Build a RL problem were the comunication between agent and environment are managed.

In [None]:
problem = dqn_problem.DQNProblem(environment, agent)

## Solving the RL Problem

Next step is solving the RL problem that we defined. Here, we specify the number of episodes, the render boolean, the verbosity of the function and finally the "skip_states" parameter. 

The "skip_states" parameter have value 1 by default, this means that the agent will select an ation every timestep to be executed in the environment. When skip_states = n being n > 1, an action selected by the agent will be executed n timesteps and then the actor will select another action.

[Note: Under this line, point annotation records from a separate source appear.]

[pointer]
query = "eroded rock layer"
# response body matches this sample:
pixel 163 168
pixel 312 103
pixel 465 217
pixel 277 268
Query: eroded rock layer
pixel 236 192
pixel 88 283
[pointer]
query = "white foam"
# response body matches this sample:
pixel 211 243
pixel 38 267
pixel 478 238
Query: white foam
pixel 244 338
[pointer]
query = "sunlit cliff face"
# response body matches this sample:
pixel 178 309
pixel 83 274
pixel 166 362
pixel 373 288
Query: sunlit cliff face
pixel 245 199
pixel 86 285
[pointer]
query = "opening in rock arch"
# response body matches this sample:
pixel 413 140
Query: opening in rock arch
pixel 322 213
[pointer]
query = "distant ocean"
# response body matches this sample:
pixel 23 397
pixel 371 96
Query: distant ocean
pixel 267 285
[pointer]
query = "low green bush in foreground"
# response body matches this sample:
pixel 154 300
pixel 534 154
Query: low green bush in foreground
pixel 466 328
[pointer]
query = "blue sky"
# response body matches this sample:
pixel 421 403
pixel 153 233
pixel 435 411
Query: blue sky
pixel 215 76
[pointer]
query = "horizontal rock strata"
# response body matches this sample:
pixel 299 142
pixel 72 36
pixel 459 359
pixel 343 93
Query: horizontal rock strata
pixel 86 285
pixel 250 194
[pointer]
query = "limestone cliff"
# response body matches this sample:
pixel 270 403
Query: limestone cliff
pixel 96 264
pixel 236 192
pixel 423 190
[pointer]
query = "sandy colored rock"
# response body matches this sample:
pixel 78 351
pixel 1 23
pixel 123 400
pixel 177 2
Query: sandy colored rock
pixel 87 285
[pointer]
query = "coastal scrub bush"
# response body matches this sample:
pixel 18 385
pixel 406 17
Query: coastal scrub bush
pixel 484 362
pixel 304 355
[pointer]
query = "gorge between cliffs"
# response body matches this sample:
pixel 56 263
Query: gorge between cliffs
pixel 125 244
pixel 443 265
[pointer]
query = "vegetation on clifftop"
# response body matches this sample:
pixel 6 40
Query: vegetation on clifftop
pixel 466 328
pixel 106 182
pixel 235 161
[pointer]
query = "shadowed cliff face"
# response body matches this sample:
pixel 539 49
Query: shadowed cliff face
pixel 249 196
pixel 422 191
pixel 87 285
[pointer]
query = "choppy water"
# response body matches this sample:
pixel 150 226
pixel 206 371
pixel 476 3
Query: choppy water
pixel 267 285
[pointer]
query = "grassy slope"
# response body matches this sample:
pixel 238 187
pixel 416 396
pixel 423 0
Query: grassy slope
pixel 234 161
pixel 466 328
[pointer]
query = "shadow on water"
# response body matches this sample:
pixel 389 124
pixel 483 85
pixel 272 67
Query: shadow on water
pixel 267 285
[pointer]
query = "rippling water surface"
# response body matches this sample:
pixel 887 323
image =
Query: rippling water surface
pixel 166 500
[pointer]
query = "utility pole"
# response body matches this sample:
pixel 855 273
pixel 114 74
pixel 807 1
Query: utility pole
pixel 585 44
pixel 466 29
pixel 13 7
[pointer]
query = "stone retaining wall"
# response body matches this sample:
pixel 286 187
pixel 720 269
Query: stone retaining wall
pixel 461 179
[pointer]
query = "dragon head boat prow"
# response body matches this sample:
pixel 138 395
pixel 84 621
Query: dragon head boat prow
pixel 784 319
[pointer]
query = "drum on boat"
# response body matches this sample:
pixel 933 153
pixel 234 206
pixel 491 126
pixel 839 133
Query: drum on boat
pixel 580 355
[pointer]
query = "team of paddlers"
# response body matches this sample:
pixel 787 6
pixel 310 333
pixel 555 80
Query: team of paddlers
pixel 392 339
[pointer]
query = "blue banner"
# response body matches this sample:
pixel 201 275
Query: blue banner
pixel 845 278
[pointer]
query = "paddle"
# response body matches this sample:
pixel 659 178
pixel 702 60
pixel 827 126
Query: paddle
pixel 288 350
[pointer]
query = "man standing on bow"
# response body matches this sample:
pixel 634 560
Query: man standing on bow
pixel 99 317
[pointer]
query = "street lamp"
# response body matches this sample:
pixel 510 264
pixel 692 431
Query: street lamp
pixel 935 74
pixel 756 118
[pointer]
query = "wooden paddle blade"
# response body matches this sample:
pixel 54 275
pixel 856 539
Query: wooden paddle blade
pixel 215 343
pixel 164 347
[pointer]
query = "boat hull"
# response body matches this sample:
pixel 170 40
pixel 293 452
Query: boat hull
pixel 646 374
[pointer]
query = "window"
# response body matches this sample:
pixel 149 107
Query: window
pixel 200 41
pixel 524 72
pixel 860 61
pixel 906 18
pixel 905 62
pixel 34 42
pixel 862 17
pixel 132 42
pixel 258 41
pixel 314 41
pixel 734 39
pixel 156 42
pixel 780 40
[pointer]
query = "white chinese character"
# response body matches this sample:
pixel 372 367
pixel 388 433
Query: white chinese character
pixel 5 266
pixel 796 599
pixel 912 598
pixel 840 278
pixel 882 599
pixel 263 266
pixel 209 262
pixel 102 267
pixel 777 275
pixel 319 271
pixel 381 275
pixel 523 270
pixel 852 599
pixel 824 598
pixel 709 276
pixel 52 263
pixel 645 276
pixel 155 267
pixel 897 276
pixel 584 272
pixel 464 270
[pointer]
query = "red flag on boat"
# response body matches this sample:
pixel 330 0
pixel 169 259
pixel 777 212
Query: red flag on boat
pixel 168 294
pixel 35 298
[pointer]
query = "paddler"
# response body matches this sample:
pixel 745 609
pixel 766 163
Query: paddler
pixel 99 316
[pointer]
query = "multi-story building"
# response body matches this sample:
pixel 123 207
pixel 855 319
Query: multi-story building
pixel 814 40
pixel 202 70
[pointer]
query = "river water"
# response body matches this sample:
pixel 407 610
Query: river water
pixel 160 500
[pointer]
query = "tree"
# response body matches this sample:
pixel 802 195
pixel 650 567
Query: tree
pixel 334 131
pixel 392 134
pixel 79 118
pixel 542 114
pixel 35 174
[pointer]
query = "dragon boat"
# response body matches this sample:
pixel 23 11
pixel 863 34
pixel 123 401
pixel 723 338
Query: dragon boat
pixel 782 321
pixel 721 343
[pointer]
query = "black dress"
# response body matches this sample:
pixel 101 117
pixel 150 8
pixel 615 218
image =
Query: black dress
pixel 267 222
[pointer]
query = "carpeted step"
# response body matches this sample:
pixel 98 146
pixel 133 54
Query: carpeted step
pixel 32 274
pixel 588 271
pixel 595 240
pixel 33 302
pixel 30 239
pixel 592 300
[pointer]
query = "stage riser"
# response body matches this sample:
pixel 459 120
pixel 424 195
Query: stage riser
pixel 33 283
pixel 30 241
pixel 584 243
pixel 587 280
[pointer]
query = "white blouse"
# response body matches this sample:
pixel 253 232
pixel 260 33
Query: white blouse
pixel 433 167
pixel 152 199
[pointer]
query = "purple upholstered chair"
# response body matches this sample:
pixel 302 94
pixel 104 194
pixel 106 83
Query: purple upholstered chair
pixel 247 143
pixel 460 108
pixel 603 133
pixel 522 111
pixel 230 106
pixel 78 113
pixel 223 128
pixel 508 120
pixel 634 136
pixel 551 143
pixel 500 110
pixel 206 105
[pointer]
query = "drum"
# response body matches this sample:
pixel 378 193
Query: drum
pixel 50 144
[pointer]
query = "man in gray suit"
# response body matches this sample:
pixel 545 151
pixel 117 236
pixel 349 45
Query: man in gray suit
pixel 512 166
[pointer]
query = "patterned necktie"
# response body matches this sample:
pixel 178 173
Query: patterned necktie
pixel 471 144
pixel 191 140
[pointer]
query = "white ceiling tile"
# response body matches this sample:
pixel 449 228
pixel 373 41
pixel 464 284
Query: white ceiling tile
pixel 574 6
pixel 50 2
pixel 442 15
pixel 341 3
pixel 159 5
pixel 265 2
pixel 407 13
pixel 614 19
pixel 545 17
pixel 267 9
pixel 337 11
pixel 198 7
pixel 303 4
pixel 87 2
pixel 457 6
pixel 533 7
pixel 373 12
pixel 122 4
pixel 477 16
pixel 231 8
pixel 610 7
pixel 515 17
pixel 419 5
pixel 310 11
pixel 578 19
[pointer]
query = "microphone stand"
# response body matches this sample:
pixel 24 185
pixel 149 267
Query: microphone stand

This allows a faster collection of experiences during training procedure avoiding execute the neural network each timestep. 

This state skipping technique is introduced by Mnih, V., Kavukcuoglu, K., Silver, D. et al. Human-level control through deep reinforcement learning. Nature 518, 529–533 (2015).
            https://doi.org/10.1038/nature14236If.

In [None]:
problem.solve(episodes=100, render=True, skip_states=3)

The next cell run n iterations in fully explorative mode to check the performance obtained by the agent. It will be rendered by default.

In [None]:
problem.test(n_iter=10)

Using "get_histogram_metrics" and "plot_reward_hist" functions the history of rewards obtained during the epochs of the training process can be visualized. Param n_moving_average select how much time steps will be used to calculate a smothed versión of the data (blue line).

In [None]:
hist = problem.get_histogram_metrics()
history_utils.plot_reward_hist(hist, 10)

Run this last cell if you want to save the agent to a file.

In [None]:
agent_saver.save(agent, 'agent_ddqn_pole.json')

# Takeaways

- We learned how to use a DDQN agent.
- We learned how to define the neural network architecture using the interface for fast prototyping and low TensorFlow level people.
- We learned how to stack temporal information within the states.
- We learned how to use the state skipping technique by Mnih et al.